I was reminded of this possibility thanks to some annoying ants. We had some ants causing an issue where I live, so I put up an ant trap. Basically, poisoned bait.
The bait attracted ants and the poison killed them. But when it came time to freshen the trap, I found a spider had set up shop directly over and around the trap. The ants headed for the bait, but instead got caught by the spider. I just left this alone, figuring, well spider, you do you. Net effect is the same to me.
This makes for an interesting encounter as well. Predators, especially ambush predators, will lurk near a form of bait that will attract prey.
But that's not the say the actual bait must be pure, healthy, and rewarding. The bait itself can be another trap and the ambusher just piggybacking on it.
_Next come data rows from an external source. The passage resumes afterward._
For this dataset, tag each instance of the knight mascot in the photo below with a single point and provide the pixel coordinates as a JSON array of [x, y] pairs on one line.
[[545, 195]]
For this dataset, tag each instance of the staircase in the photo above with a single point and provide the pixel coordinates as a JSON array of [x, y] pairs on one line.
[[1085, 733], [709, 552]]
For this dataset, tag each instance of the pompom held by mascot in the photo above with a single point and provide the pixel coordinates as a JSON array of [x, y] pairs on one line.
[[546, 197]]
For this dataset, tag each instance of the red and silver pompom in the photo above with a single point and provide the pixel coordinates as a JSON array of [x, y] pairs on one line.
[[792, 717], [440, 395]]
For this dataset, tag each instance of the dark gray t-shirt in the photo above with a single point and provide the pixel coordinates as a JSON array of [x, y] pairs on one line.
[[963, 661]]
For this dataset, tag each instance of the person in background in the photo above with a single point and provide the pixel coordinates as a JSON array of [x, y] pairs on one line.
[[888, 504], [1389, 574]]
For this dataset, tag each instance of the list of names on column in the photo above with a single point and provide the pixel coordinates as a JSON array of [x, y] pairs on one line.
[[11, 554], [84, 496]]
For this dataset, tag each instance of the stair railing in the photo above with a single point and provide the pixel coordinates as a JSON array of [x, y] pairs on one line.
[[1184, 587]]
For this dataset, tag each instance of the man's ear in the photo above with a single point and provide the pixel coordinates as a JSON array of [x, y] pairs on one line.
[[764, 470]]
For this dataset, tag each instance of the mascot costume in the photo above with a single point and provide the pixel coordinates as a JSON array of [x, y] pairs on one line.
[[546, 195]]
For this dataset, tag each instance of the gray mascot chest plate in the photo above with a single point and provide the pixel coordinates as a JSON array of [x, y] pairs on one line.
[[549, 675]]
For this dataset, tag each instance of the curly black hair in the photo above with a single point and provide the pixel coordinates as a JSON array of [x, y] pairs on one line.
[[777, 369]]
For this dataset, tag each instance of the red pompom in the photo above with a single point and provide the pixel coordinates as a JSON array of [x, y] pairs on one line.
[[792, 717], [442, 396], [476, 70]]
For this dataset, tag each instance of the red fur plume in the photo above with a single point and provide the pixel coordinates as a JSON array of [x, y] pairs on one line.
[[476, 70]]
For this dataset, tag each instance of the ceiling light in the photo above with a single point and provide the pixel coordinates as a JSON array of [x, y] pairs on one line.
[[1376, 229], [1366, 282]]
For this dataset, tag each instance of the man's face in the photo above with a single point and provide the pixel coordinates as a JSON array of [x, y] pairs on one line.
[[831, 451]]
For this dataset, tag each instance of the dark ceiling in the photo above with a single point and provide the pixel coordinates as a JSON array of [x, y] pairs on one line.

This behavior can explain a lot of "monster with trapped chest" situations where the monster isn't the kind of being that would hoard and trap treasure.
Here are a few I can think of offhand for a typical fantasy game:
- "gold" coins that are actually cheaper coins dusted with yellow mold, paint plus contact poison, or which trigger a trap when approached (a pit, wall-shooting spears, whatever) plus an attack-from-above monster like a spider, obsidian jaguar, lurker above, quasi-intelligent ooze or slime, etc.
- a covered pit, with a mimic pretending to be a section of wall about 15' back, to better come out from behind delvers who stop 10' out when the lead character taps and hears a hollow sound back.
- an illusion of treasure set up over a trap (pit, slide, chute, deadfall trigger, etc.) with a charging ambush predator lurking down the hallway, hoping to ram someone into the trap and retrieve them later.
- an Avoid spell meant to discourage moving down a safe path and into a trapped area (or a dead end, or down the wrong maze path) combined with a Living Pit that sweeps under the delvers when they move into the area.
None of this is really new; nested encounters like this have been common since the modules made for 1st edition AD&D. But it's a good framing to keep in your mind - the monster might actually be piggybacking off of someone else's trap. They might inadvertently be saving you from the trap - a spider snagging giant rats on their way to poisoned water is keeping them from being poisoned, after all. And it'll help confound delvers who'll logically reason that Monster A couldn't set Trap B so Treasure C must be safe. It might not be - it's a nested encounter not originally planned for by the trap setter.